Spiritual Scones

The other day I twittered that I have been neglecting my spiritual self. Twitter can be a very useful tool to excavate, very quickly, just how you are feeling, particularly if you are very spontaneous in your tweeting.

So how do I know that I have neglected my spiritual side – other than my recognition of the fact that some of my normal practices have fallen by the wayside over the last few weeks. Is this due to the unstructured days of summer holidays, unfettered by routines and school timetables? Possibly. But I just feel somewhat at sea with myself. A bit lost and very ungrounded.

My inner self, my deepest self, my god self, needs quiet time each day in which to reassure my other selves (physical, emotional and psychological) that all is well. My deepest self is what communicates with God, with all that is, with the Universe and with life itself. My spirit or deepest self, is what enables me to keep everything in perspective. My deepest self is always calm, always happy and always serene. And so if I ignore my spirit, I lose all perspective on life. Instead of seeing the big picture and being able to discern what is important and (more importantly) what is not in life, I get bogged down in the nonsense.
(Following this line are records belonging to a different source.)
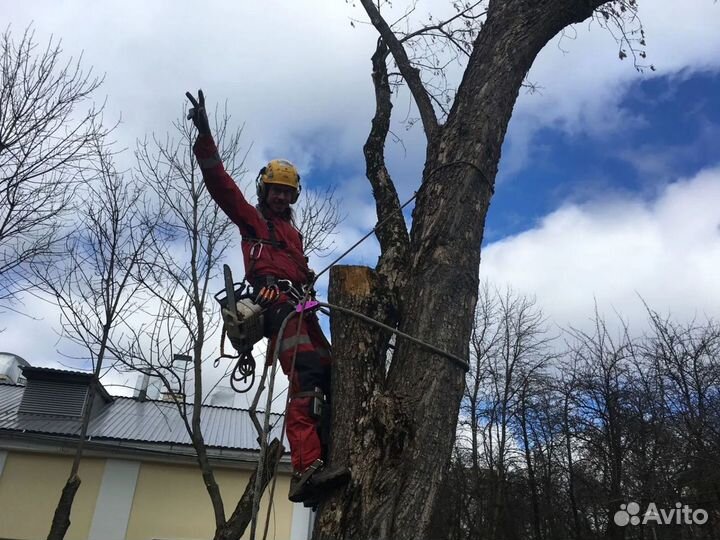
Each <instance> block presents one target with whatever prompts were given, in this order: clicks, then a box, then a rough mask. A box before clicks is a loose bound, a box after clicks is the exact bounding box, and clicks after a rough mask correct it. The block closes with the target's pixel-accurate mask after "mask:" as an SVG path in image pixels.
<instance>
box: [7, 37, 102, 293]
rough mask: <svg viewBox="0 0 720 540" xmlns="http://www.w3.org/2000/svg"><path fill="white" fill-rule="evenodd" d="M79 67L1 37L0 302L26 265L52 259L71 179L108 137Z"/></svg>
mask: <svg viewBox="0 0 720 540" xmlns="http://www.w3.org/2000/svg"><path fill="white" fill-rule="evenodd" d="M81 60H82V58H79V59H77V60H74V59H72V58H70V59H68V60H64V59H63V55H62V49H61V47H60V43H59V42H55V41H53V40H50V41H49V42H48V43H47V44H46V45H40V44H38V43H37V41H36V40H35V37H34V33H33V31H32V30H31V29H27V30H25V32H24V33H23V34H22V35H21V36H20V38H19V39H16V38H14V36H13V35H12V32H11V30H10V29H9V28H8V29H7V30H5V32H4V33H3V34H2V36H1V37H0V70H1V71H0V301H11V300H12V299H13V298H15V297H16V295H17V293H18V292H19V291H20V290H21V289H22V288H23V287H27V285H28V283H27V280H26V278H27V275H26V271H27V264H28V263H30V262H34V263H35V264H36V265H37V264H39V263H41V262H43V261H45V262H46V261H47V260H48V258H49V257H50V256H51V255H52V254H53V248H54V246H55V245H56V241H57V240H58V239H61V234H62V230H63V228H62V227H61V226H60V225H61V223H62V219H63V218H64V217H65V216H66V212H67V210H68V209H69V208H70V205H71V203H72V200H73V194H74V192H75V189H76V186H77V183H76V179H77V176H76V175H77V172H78V171H79V170H82V169H83V168H84V167H86V166H87V163H88V160H89V159H90V158H92V157H93V154H94V151H95V147H96V145H97V144H98V141H100V140H101V139H102V138H103V137H104V136H105V134H106V133H107V130H105V129H104V128H103V127H102V125H101V113H102V109H103V107H102V106H100V107H95V106H94V105H93V104H92V103H91V102H90V99H91V96H92V94H93V92H95V90H97V88H98V87H99V86H100V84H101V83H102V78H99V77H96V76H95V75H93V74H92V70H89V71H86V70H84V68H83V67H82V62H81ZM84 106H87V109H86V110H84V111H83V110H82V108H83V107H84Z"/></svg>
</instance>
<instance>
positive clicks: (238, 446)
mask: <svg viewBox="0 0 720 540" xmlns="http://www.w3.org/2000/svg"><path fill="white" fill-rule="evenodd" d="M24 388H25V387H23V386H17V385H9V384H0V431H2V430H7V431H19V432H30V433H40V434H51V435H65V436H72V435H78V434H79V433H80V420H79V419H68V418H67V417H58V416H48V415H40V414H24V413H20V412H18V408H19V406H20V402H21V400H22V395H23V391H24ZM187 411H188V416H189V418H190V416H191V415H192V411H193V407H192V405H187ZM258 414H259V418H260V422H262V421H263V416H264V413H262V412H260V413H258ZM270 424H271V425H273V424H274V425H275V427H274V428H273V430H272V432H271V434H270V438H271V439H272V438H273V437H278V438H280V430H281V428H282V415H278V414H271V418H270ZM201 426H202V431H203V438H204V439H205V444H206V445H207V446H209V447H214V448H230V449H234V450H257V449H258V448H259V446H258V443H257V433H256V432H255V428H254V426H253V424H252V421H251V419H250V414H249V412H248V411H247V410H246V409H233V408H229V407H216V406H211V405H206V406H204V407H203V408H202V415H201ZM88 437H90V438H91V439H92V440H120V441H136V442H142V443H163V444H182V445H190V444H191V442H190V437H189V436H188V433H187V430H186V429H185V425H184V423H183V420H182V418H181V416H180V413H179V411H178V409H177V407H176V405H175V404H174V403H171V402H164V401H139V400H138V399H137V398H128V397H118V396H114V400H113V401H112V402H111V403H107V404H106V405H105V406H104V407H103V408H102V410H101V411H100V412H99V413H98V414H97V415H96V416H95V417H94V418H93V419H92V420H91V421H90V425H89V426H88Z"/></svg>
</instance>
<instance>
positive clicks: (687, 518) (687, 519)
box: [613, 502, 708, 527]
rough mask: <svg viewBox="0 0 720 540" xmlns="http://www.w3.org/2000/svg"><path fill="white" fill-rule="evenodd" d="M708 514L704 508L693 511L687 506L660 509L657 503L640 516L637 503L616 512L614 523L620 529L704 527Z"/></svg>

Having a spiritual dimension to one’s life is not something that is automatic, no matter how practiced one is. Lessons I have learned over the last seven years or so of my personal journey can be so easily forgotten. But at least now, I can recognise the symptoms of my own, albeit unintentional, spiritual apathy. Being ungrounded is one of the main ones and leaves me feeling unconnected to life. I feel out of synch somehow.

So at the first recognition of spiritual lack, I ground myself by doing something creative. And so I baked scones. My spiritual scones! I will also make time to pray and to meditate. My favourite affirmations will also help me to facilitate an immediate change of gear. ‘All is in divine and perfect order’, ‘Thank you God/Universe for blessings already on their way to me (and thanks Susannah for reminding me of that one!).

And already I begin to feel better. Feel more me. Feel more relaxed. More trusting that this world we live in, is just full of abundance and miracles. I have reminded myself to look out for them. And to remember the attitude of gratitude! Thank you God and so it is!